Energi Matahari untuk konsumi energi sektor transportasi

Sejatinya transportasi adalah sektor yang mampu dimanipulasi oleh kebijakan pemerintah dengan berbagai macam moda transportasi. Namun kebutuhan untuk mobilitas dari satu tempat ke tempat lain tentunya tidak dapat dihindari. Riset tentang electric vehicle dan pembangkit listri tenaga surya yang semakin berkembang pesat menjadi peluang bagi pemerintah untuk membuat suatu kebijakan alternatif tentang peralihan alat transportasi berbahan bakar minyak menuju alat transportasi tenaga listrik. Kemudian menjadi suatu hal yang bukan utopis saat suatu hari nanti SPBU yang menjamur di Indonesia beralih menjadi Electricity Market. Hal ini menjadi

solusi dari kekurangan intensitas sinar matahari di musim penghujan, ketika setiap electricity market mampu menyimpan energi listrik ketika musim kemarau untuk didistribusikan saat musim hujan.

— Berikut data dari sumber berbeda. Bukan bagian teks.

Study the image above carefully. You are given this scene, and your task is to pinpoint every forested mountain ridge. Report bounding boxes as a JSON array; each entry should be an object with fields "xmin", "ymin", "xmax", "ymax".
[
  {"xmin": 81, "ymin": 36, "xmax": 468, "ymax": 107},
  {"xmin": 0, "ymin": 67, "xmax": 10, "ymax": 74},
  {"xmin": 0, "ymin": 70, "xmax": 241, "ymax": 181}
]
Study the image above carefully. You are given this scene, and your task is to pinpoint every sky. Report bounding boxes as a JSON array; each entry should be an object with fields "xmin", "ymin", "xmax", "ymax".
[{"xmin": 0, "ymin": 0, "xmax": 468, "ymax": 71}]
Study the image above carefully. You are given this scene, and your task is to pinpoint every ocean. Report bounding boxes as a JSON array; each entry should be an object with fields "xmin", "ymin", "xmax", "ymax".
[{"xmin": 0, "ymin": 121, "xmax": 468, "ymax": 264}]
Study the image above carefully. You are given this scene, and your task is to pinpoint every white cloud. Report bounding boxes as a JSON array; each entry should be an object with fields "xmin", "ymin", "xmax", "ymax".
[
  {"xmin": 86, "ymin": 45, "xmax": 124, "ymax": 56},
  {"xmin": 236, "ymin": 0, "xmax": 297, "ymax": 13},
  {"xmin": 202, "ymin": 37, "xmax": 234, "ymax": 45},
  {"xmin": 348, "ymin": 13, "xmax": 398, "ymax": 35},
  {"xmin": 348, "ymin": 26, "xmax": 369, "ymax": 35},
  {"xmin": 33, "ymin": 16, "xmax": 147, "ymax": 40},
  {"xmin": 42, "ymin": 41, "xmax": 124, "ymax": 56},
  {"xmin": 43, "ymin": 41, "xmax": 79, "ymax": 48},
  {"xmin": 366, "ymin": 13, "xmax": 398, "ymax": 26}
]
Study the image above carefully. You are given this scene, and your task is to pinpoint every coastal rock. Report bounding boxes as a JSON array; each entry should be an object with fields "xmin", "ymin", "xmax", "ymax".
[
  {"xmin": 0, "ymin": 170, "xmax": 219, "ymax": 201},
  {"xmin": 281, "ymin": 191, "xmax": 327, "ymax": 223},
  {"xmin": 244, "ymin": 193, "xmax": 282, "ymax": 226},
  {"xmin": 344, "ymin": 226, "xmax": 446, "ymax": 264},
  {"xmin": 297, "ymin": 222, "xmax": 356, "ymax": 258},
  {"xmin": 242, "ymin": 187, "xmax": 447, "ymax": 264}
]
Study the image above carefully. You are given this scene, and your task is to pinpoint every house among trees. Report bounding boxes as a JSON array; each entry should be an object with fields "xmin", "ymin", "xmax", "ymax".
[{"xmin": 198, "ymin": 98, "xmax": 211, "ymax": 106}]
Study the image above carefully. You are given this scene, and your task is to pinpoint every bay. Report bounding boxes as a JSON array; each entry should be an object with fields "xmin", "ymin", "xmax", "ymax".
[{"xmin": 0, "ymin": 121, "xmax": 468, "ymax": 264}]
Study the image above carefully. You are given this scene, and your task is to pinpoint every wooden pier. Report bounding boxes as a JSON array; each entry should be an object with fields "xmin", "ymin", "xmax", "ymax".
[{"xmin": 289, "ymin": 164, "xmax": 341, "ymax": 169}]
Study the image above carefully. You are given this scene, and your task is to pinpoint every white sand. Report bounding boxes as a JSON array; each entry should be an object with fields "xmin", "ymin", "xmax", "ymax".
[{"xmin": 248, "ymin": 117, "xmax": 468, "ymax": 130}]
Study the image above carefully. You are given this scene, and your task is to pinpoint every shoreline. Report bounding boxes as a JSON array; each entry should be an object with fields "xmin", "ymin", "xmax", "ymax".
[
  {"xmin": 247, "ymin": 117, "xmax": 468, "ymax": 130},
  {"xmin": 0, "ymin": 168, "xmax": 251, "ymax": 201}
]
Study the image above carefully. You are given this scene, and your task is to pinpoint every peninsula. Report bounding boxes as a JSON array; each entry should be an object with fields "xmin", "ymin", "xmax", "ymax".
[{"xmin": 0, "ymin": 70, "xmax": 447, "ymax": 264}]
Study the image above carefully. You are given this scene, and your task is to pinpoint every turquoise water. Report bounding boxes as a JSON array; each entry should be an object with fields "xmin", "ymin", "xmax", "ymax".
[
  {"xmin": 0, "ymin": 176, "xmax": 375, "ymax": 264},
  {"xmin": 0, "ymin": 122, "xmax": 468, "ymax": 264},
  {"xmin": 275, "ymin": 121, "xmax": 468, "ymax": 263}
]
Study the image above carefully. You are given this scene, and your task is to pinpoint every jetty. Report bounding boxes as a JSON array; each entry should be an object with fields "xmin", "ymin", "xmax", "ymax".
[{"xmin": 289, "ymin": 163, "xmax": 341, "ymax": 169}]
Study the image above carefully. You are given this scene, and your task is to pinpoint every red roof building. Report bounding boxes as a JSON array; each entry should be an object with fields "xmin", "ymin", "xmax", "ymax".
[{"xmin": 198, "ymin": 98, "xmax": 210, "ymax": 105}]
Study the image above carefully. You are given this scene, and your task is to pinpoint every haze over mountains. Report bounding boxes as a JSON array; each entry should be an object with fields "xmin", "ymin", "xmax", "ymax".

Energy bumi untuk konsumsi energi sektor rumah tinggal

Terakhir adalah sektor rumah tinggal, selaras dengan pertumbuhan jumlah pendudukan nasional, konsumsi energi rumah tinggal pun meningkat perlahan. Keterbatasan setiap keluarga kecil secara rata-rata untuk mendukung program akan teratasi dengan biaya peralihan menuju energi bumi seperti bimassa dan biofuel. Bahkan, bukan suatu ketidakmungkinan jika program kedepan mencanangkan satu rumah dengan satu sumber energi mandiri. Kedekatan masyarakat dengan sumbersumber alam alternatif juga menjadi potensial besar untuk regulasi rekonsiliasi energi terbarukan ini.

Sebagai kesimpulan pemerintah memiliki peran vital dalam menajawab tantangan ketahanan energi nasional. Sumber daya alam yang begitu melimpah menjadi potensi luarbiasa jika mampu dikelola dengan bijak dan efektif. Berdasarkan asas keadilan yang proporsional, ketahan energi nasional bukan hal

yang tidak mungkin akan teratasi dengan pemetaan konsumsi dan produksi energi dari berbagai sektor dari berbagai sumber potensi energi.